Buchempfehlung zu u.a. Isolationshaft in Büren: „Die Würde des Menschen ist abschiebbar […]“

Die Würde des Menschen ist abschiebbar – Einblicke in Geschichte, Bedingungen und Realitäten deutscher Abschiebehaft von Lina Droste, Sebastian Nitschke

Mehr Infos hier http://www.gegenabschiebehaft.de/hfmia/index.php?id=92

So könnt ihr das Buch erwerben und den Verein Hilfe für Menschen in Abschiebehaft e.V. unterstützen:

Spenden statt kaufen?

Wer den Verein Hilfe für Menschen in Abschiebehaft Büren unterstützen möchte, spendet einfach 16 € oder gerne auch mehr an den Verein (IBAN: DE06 4765 0130 0050 0015 93). Wird in dem Verwendungszweck das Wort „Buch“ und die eigene Adresse geschrieben, erhält der/die Spender*in das Buch „Die Würde des Menschen ist abschiebbar“ kostenlos als Dank zugesendet. So kann man bereits vor dem Lesen etwas Gutes tun…

Hilfe für Menschen in Abschiebehaft Büren e.V., Remmighauser Str. 47, 32760 Detmold

„Die Würde des Menschen ist abschiebbar“ ist politischer Aktivismus und Wissenschaft. Erstmalig nimmt sich ein Band einer größeren sozialwissenschaftlichen Perspektive auf das Thema Abschiebhaft an.

Dieses Buch vereint politischen Bericht und Wissenschaft. Im Rahmen des politischen Aktivismus der Autor*innen gegen die Abschiebegefängnisse in Darmstadt und Büren entstanden Texte zu Haftbedingungen, Gerichtsakten, Isolationshaft und Gespräche mit Inhaftierten über ihre Ausschlusserfahrungen in Deutschland und ihren Herkunftsländern. Eingeleitet wird das Buch mit einer historischen Einordnung der Institution Abschiebehaft und dem aktuellen rechtlichen Rahmen. Somit dient es auch als eine Einführung in die Thematik Abschiebehaft. Es gibt Antworten auf die Fragen: Was ist und war Abschiebehaft? Wer ist davon betroffen? Wie verläuft der institutionelle Prozess der Abschiebehaft? Abschiebehaft ist nur als ein Teil der rassistischen politischen Ordnung zu sehen, durch die Menschen sozial ausgeschlossen werden.
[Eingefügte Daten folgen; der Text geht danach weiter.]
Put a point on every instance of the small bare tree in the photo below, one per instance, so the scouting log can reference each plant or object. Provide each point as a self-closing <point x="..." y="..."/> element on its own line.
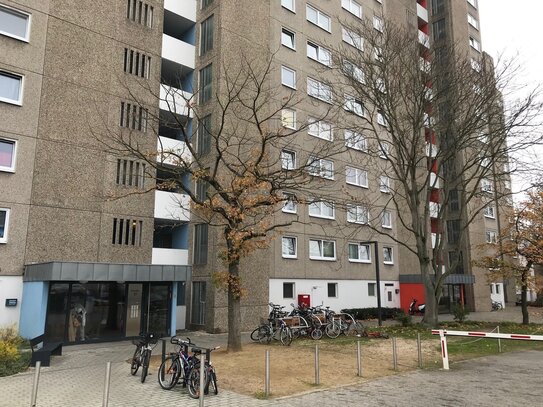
<point x="438" y="117"/>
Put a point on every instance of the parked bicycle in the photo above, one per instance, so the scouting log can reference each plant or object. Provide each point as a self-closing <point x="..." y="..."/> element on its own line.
<point x="142" y="354"/>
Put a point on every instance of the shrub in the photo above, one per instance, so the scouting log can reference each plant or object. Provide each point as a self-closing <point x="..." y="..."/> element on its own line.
<point x="15" y="353"/>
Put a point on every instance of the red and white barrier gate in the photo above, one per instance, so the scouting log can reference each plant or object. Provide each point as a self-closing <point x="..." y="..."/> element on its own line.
<point x="443" y="333"/>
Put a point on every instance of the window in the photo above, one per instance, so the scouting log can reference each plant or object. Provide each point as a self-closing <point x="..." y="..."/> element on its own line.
<point x="332" y="290"/>
<point x="317" y="17"/>
<point x="290" y="205"/>
<point x="4" y="222"/>
<point x="355" y="140"/>
<point x="384" y="184"/>
<point x="14" y="23"/>
<point x="206" y="35"/>
<point x="203" y="135"/>
<point x="288" y="4"/>
<point x="130" y="173"/>
<point x="140" y="12"/>
<point x="378" y="23"/>
<point x="354" y="105"/>
<point x="490" y="211"/>
<point x="322" y="249"/>
<point x="352" y="38"/>
<point x="356" y="176"/>
<point x="320" y="129"/>
<point x="353" y="72"/>
<point x="288" y="38"/>
<point x="476" y="45"/>
<point x="127" y="232"/>
<point x="473" y="21"/>
<point x="11" y="88"/>
<point x="7" y="155"/>
<point x="387" y="255"/>
<point x="288" y="118"/>
<point x="289" y="247"/>
<point x="137" y="63"/>
<point x="321" y="167"/>
<point x="319" y="53"/>
<point x="357" y="214"/>
<point x="491" y="236"/>
<point x="319" y="90"/>
<point x="386" y="219"/>
<point x="288" y="160"/>
<point x="288" y="290"/>
<point x="206" y="79"/>
<point x="359" y="253"/>
<point x="486" y="185"/>
<point x="133" y="116"/>
<point x="200" y="243"/>
<point x="352" y="7"/>
<point x="321" y="209"/>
In der Analyse werden Theorien und Methoden der Kritischen Kriminologie, Kritischen Sozialen Arbeit, institutional ethnography, Rassismuskritik und des Postkolonialismus verwendet.

 

Freiheit ist ein Menschenrecht

…deshalb fordern wir:

Abschiebehaft abschaffen!

Bundesdeutsche Flüchtlingspolitik und ihre tödlichen Folgen (1993-2020) von ARI Berlin

Suizide, Suizidversuche, Selbstverletzungen von Geflüchteten

Die 28. Auflage der Dokumentation zeigt in über 16000 Einzelgeschehnissen die Auswirkungen des staatlichen und gesellschaftlichen Rassismus auf die betroffenen Geflüchteten; auf Menschen, die in der BRD Schutz und Sicherheit suchten und aufgrund der rassistischen Sondergesetze und des Rassismus der Gesellschaft körperlich zu Schaden kamen oder daran zerbrechen.

Alleine 86 Menschen starben In Abschiebehaft im Zeitraum 1.1.1993-31.12.2020;
928 Menschen in Abschiebehaft versuchten sich umzubringen oder verletzten sich aus Angst vor der Abschiebung im Zeitraum 1.1.1993-31.12.2020.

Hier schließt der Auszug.